CO2 emissions in Norway in 2015 were 53.9 million tonnes. Fossil emissions amounted to 44 million tonnes.
Wood binds carbon.
CO2, or carbon dioxide, is one of many greenhouse gases*, but of the anthropogenic greenhouse gases, CO2 constitutes about 88%.
Because wood binds carbon, forests and the use of wood products are considered a solution in the reduction of CO2 emissions.
Wood can potentially bind on average as much as 1.8 kg of CO2 per kg of wood (when measuring quantity of emissions). Every year, Norwegian forests bind about 25 million tonnes of CO2. The extraction and use of wood from the forest binds an additional 10 million tonnes of CO2. No other material, such as steel, concrete or mineral products, can compare with this.
* Greenhouse gases are gases that affect climate and contribute to the greenhouse effect.
Trees contribute to the maximum possible reduction in CO2 emissions through the following:
- The forest binds CO2.
- Mature forests are used in the product.
- Wood products can be produced with a low consumption of fossil energy and a high proportion of renewable energy/bioenergy.
- Light wood material provides climate benefits during transport as more material can be transported.
- The longer the life cycle of wood products is extended, the more CO2 is bound.
- Wood products replace other products of less sustainable materials like steel, concrete, aluminium, plaster and mineral wool, (which usually emits more CO2 in the production process).
- The wood product is recycled.
- The recycled product is used for energy, and the amount of fossil fuels like coal, oil and natural gas, is reduced.
In 2011, more than 80% of the world’s energy consumption came from fossil fuels.
Wood fibre insulation further reduces the carbon footprint.
Climate gas emissions from buildings are generated first and foremost from heating.
Norwegian buildings account for 35% of energy consumption on the mainland. In other words, there is enormous potential for more sustainable energy use.
The CO2 bond
When trees grow, they consume CO2 from the air. The tree uses the carbon as building material and binds this, while the oxygen is released again (photosynthesis).
In other words, carbon, and not CO2, is stored in the timber, but to demonstrate how much CO2 is stored, the carbon is calculated into CO2.

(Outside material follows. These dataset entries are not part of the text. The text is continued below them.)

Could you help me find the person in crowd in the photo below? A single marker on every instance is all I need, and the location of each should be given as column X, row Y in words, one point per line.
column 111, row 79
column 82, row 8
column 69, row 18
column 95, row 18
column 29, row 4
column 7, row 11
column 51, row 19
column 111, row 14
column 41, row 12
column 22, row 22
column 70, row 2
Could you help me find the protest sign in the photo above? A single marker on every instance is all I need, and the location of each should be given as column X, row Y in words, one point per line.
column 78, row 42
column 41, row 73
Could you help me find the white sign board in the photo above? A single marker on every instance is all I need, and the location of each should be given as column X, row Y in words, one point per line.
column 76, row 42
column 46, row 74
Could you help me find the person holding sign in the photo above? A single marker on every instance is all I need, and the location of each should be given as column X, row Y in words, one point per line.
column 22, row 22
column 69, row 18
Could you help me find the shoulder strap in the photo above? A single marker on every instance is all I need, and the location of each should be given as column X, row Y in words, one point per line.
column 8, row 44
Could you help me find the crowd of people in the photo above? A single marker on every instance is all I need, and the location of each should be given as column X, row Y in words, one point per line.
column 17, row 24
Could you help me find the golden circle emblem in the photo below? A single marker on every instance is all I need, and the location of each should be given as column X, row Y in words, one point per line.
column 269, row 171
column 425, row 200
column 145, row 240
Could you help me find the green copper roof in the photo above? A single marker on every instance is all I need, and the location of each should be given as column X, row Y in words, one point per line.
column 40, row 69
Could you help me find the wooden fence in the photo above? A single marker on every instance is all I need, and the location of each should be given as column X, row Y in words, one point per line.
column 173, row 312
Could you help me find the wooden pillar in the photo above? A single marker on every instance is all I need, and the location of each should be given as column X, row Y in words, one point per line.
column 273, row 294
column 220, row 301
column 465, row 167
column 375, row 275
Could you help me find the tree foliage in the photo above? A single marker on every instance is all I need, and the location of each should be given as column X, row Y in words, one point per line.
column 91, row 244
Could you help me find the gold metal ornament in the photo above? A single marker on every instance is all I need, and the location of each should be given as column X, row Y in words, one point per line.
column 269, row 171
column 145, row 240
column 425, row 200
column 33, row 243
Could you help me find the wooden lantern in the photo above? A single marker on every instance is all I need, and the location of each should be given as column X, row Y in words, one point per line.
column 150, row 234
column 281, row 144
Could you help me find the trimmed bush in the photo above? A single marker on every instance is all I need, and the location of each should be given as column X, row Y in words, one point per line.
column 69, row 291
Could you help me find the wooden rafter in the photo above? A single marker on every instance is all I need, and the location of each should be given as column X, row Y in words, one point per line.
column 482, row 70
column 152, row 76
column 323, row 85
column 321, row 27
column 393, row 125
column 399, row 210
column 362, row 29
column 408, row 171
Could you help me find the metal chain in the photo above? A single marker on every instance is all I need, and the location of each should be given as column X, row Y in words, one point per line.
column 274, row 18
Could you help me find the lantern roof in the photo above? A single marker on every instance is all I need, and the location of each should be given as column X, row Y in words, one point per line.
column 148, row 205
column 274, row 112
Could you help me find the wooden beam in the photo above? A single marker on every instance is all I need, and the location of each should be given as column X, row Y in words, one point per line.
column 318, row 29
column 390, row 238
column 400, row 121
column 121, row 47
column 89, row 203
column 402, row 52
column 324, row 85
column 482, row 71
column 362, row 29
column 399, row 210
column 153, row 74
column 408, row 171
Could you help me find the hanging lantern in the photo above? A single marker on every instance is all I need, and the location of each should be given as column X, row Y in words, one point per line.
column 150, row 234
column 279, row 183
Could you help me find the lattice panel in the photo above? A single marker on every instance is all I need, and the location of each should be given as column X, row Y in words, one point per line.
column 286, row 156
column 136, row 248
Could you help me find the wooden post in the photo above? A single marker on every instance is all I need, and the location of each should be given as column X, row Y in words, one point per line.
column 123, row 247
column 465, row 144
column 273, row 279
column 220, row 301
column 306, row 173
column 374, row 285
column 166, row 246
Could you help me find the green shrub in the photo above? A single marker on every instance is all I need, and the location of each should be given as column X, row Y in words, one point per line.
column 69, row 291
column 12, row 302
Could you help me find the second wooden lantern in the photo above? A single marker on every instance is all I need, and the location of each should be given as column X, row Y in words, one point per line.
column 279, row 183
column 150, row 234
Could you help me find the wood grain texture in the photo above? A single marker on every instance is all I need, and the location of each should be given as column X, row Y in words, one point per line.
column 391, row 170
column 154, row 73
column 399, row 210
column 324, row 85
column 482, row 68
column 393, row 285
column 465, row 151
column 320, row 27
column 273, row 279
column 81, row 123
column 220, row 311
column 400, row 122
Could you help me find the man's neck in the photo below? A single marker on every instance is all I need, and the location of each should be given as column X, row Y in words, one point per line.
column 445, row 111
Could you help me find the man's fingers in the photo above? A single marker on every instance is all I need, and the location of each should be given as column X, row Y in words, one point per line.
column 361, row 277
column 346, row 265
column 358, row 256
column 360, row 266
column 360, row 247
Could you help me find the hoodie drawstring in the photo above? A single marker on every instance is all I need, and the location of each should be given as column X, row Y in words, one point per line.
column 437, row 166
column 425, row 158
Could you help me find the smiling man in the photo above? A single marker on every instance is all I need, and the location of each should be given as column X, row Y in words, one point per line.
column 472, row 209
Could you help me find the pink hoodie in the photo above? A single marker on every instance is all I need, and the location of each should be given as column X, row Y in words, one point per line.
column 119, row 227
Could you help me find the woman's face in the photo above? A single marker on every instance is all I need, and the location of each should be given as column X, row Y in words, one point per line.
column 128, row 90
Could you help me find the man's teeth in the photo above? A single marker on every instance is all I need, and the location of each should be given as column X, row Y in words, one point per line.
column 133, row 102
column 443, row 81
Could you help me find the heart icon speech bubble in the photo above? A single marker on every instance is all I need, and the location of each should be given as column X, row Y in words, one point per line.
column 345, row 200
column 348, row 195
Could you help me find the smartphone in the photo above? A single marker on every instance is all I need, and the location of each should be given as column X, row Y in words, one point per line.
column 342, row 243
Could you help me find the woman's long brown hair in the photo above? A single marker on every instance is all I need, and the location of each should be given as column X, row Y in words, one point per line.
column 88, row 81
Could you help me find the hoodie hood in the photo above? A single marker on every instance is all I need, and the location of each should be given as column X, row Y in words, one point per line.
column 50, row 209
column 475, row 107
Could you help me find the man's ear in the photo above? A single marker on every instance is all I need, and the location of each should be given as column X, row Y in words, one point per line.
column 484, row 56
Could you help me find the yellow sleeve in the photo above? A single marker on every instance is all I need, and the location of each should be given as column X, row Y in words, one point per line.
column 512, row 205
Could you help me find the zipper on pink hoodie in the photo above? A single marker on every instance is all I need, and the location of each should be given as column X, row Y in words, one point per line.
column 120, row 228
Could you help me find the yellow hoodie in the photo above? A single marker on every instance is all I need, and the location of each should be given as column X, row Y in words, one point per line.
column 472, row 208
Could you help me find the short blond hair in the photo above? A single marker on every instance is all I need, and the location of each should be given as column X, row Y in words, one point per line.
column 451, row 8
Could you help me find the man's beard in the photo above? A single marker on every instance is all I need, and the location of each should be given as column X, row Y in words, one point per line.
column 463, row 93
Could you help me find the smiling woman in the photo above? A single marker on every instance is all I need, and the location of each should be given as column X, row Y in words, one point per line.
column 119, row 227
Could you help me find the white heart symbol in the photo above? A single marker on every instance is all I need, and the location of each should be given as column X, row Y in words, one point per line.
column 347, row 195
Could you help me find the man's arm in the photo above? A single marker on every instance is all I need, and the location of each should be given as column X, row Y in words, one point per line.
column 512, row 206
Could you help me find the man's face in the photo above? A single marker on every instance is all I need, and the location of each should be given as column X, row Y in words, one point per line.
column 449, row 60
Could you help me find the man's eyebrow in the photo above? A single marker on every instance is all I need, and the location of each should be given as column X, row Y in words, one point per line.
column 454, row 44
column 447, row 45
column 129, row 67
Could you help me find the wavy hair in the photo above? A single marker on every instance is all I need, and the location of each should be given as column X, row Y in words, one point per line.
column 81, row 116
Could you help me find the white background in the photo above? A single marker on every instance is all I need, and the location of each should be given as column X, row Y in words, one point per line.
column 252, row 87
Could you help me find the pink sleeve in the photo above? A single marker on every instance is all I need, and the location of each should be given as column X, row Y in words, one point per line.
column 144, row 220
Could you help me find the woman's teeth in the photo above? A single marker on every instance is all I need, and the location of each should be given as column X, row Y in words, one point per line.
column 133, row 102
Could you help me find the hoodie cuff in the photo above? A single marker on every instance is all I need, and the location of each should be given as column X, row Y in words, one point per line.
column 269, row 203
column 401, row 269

When a tree has consumed 1 kg of carbon, 1.8 kg of CO2 has been bound.
Norwegian forests bind more than half of anthropogenic CO2 emissions in the country. In addition, a typical small house contains 14 to 22 cubic timber, so the wood will bind about 2.9 tonnes of carbon throughout the house’s lifetime, which is equivalent to about 11 tonnes of CO2.
Every year, approximately 3 million cubic timber in Norway is used, which suggests that approximately 675,000 tonnes of carbon binds 2.5 million tonnes of CO2 in buildings, furniture and other wood products.
When trees rot or die, the bound carbon is released back into the atmosphere. Therefore, there is a significant environmental benefit to chopping mature forests and using this in production so that the CO bond is extended.